Monday, June 13, 2011

Malai Kofta

For the Kofta: 
1 1/2 lb. potatoes 
2 heaped tbsp each of crumbled paneer,
khoya and thick malai(You can substitute this with baked ricotta cheese and heavy cream) 
4-5 cashewnuts chopped 
1 tbsp raisins 
2-3 finely chopped green chillies 
1/4 tsp sugar 
1 tsp coriander powder 
1 tsp cumin powder 
1 tsp red-chilli powder 
1/2 tsp cardammom powder 
Salt To Taste 
3 tbsp cooking oil/ghee(clarified butter) 
Oil for frying the koftas
For the gravy:
2 medium onions,chopped 
3 flakes garlic,crushed 
1 inch ginger,crushed 
3 large tomatoes,pureed 
1 tsp red-chilli powder 
1/2 tsp garam masala powder 
1/2 tsp dhania(corainder) powder 
1/2 tsp cumin powder 
2 tsp powdered poppy seeds 
1/2 tsp sugar 
1 tbsp ground peanuts/cashewnuts

How to make malai koftha :
  • Boil the potatoes till tender.
  • Peel, mash and add salt to taste.
  • Keep aside.
  • Mix all the other ingredients for the kofta into a paste.
  • Make rounds of the potato dough and place a little of the prepared mixture in the center of each round.
  • Seal the edges and shape into stuffed rounds.

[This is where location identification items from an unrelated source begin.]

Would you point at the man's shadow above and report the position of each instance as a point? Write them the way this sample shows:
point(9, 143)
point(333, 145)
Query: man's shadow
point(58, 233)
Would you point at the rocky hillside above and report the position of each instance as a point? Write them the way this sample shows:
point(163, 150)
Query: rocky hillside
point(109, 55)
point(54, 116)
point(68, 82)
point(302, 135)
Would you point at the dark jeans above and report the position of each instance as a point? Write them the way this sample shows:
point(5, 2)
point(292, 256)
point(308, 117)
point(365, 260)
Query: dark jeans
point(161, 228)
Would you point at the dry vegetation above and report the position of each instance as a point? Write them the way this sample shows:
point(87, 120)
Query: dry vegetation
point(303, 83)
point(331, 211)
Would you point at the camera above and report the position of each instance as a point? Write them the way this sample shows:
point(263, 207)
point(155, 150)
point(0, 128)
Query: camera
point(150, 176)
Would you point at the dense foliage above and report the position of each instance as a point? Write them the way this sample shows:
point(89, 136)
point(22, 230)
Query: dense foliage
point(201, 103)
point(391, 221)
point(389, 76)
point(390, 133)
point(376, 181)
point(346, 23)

Deep fry each kofta till golden brown. Drain and keep aside.
  • Blend together the onions, ginger, garlic and the poppy seeds and fry in 3 tbsp of oil till brown and the oil begins to seperate.
  • Add the pureed tomatoes and the masala powders.

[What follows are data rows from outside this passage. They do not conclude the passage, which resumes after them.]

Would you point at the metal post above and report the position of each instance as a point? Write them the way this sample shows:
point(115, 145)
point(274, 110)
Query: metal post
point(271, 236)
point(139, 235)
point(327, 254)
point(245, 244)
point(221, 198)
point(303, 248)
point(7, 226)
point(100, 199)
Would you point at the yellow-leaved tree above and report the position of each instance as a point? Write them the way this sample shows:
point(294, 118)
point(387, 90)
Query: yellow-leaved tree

  • Add the sugar and the ground peanuts.
  • The gravy will begin to thicken.
  • You can also add some malai to thicken it some more.
  • Mix in some water if necessary.
  • When the gravy comes to a boil, add the koftas.
  • Heat through and serve the malai kofta.
  • Note: In this malai kofta receipe , the koftas should be put in just before eating the dish or else they will turn soggy.